After we are done writing a program, there is still work to be done in order to get that program in a state which our computer can execute. We must compile our code into a form the computer can understand. From this point, the final two steps necessary to run our program are linking and loading.
Most programs, but particularly larger ones, have a long list of dependencies. At execution time, our computer needs to have instructions it can comprehend not only for our program but for all of the programs ours depends on. The linker’s job is to connect our program with these dependencies. The linker outputs a file called an executable which is what the computer will actually use to run our program.
When we run that executable, the first step to execute our program is called loading. The loader takes information from the executable file and loads the information necessary to run the process into main memory.

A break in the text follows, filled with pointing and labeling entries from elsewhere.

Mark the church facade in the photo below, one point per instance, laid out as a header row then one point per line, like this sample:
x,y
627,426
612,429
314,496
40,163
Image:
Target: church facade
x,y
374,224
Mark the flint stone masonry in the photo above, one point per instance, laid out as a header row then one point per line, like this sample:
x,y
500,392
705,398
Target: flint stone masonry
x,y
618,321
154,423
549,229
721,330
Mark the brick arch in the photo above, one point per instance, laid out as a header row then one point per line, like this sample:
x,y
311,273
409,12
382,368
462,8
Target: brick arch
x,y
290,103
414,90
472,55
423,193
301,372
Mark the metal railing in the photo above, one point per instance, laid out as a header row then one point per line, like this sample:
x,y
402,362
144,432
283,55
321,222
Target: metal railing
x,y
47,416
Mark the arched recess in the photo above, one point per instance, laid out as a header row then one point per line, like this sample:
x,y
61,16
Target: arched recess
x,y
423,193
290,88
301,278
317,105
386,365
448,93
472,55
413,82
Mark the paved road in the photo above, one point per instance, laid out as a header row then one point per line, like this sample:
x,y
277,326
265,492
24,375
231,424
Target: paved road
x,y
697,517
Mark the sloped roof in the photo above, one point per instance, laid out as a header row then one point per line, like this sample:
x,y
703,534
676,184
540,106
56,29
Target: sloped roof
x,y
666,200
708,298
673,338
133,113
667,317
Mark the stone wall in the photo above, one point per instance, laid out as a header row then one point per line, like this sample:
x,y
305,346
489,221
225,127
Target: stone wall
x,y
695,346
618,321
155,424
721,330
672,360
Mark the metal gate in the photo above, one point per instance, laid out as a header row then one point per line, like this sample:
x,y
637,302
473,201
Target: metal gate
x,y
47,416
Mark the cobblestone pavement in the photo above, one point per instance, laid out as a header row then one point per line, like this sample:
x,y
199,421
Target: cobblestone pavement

It is important to understand that both linking and loading can occur either statically or dynamically.
If a program is linked statically, the entirety of the dependencies necessary to run the program are linked when an executable is created. Conversely, if a program is linked dynamically, the linking takes place at runtime which gives our OS the opportunity to see whether some dependencies already exist in memory before linking with them again.
On the loading side, if a program is statically loaded, then the entirety of the program and its dependencies are loaded into memory at execution time. With dynamic loading, the OS only loads the parts of the program that are needed at a given time.
The result is that dynamic linking and loading tend to be much more efficient with memory. However, the tradeoff is speed. Statically linked/loaded programs tend to execute faster because there is no back and forth of fetching dependencies once the program is running.